& Noam Chomsky: ...Actually this notion anti-American is quite an interesting one. It’s actually a totalitarian notion. It isn’t used in free societies.
So, if someone in, say, Italy is criticizing Berlusconi or the corruption of the Italian state and so on, they’re not called anti-Italian. In fact, if they were called anti-Italian, people would collapse in laughter in the streets of Rome or Milan.
In totalitarian states the notion’s used, so in the old Soviet union dissidents were called anti-Soviet. That was the worst condemnation. ...
Now, it’s true that in just about every society, the critics are maligned or mistreated... Different ways depending on the nature of the society. ...

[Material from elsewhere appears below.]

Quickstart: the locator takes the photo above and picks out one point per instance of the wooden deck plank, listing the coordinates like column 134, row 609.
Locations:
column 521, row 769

In the United States, one of the terms of abuse is «anti-American.» There’s a couple of others, like «Marxist.» There’s an array of terms of abuse. But in the United States, you have a very high degree of freedom. So, if you’re vilified by some commissars, then who cares? You go on, you do your work anyway.
& Noam Chomsky: These concepts only arise in a culture where, if you criticize state power, and by state, I mean... More generally not just government but state corporate power, if you criticize concentrated power, you’re against the society. That’s quite striking that it’s used in the United States. In fact, as far as I know, it’s the only Democratic society where the concept isn’t just ridiculed. It’s a sign of elements of the elite culture, which are quite ugly.
& Noam Chomsky: When you’re moving into an international «plutonomy,» as the banks like to call it... The small percentage of the world’s population that’s gathering increasing wealth...
What happens to American consumers is much less a concern, because most of them aren’t going to be consuming your products anyway, at least not on a major basis.
Your goals are, profit in the next quarter, even if it’s based on financial manipulations... High salary, high bonuses, produce overseas if you have to, and produce for the wealthy classes here and their counterparts abroad. What about the rest?
Well, there’s a term coming into use for them, too. They’re called the «precariat»... Precarious proletariat... The working people of the world who live increasingly precarious lives.
& Noam Chomsky: Each time, the taxpayer is called on to bail out those who created the crisis, increasingly the major financial institutions.
In a capitalist economy, you wouldn’t do that. That would wipe out the investors who made risky investments. But the rich and powerful, they don’t want a capitalist system. They want to be able to run to the nanny state as soon as they’re in trouble, and get bailed out by the taxpayer.
That’s called «too big to fail.»
& Noam Chomsky: In the interest of power and privilege, it’s good to drive those ideas out of people’s heads. You don’t want them to know that they’re an oppressed class. So, this is one of the few societies in which you just don’t talk about class.
In fact, the notion of class is very simple. Who gives the orders? Who follows them? That basically defines class. It’s more nuanced and complex, but that’s basically it.
& Noam Chomsky: The public relations industry, the advertising industry, which is dedicated to creating consumers, it’s a phenomena that developed in the freest countries, in Britain and the United States, and the reason is pretty clear.
It became clear by, say, a century ago that it was not going to be so easy to control the population by force. Too much freedom had been won. Labor organizing, parliamentary labor parties in many countries, women starting to get the franchise, and so on. So, you had to have other means of controlling people.
And it was understood and expressed that you have to control them by control of beliefs and attitudes. Well, one of the best ways to control people in terms of attitudes is what the great political economist Thorstein Veblen called «fabricating consumers.»
& Noam Chomsky: The ideal is what you actually see today... Where, let’s say, teenage girls, if they have a free Saturday afternoon, will go walking in the shopping mall, not to the library or somewhere else.
The idea is to try to control everyone, to turn the whole society into the perfect system. Perfect system would be a society based on a dyad, a pair. The pair is you and your television set, or maybe now you and the Internet, in which that presents you with what the proper life would be, what kind of gadgets you should have.
And you spend your time and effort gaining those things, which you don’t need, and you don’t want, and maybe you’ll throw them away... But that’s the measure of a decent life.
& Noam Chomsky: The point is to create uninformed consumers who will make irrational choices. That’s what advertising is all about, and when the same institution, the PR system, runs elections, they do it the same way. They want to create an uniformed electorate, which will make irrational choices, often against their own interests, and we see it every time one of these extravaganzas take place.
& Noam Chomsky: Right after the election, president Obama won an award from the advertising industry for the best marketing campaign.
& Noam Chomsky: I don’t usually agree with Sarah Palin, but when she mocks what she calls the «hopey-changey» stuff, she’s right. First of all, Obama didn’t really promise anything. That’s mostly illusion.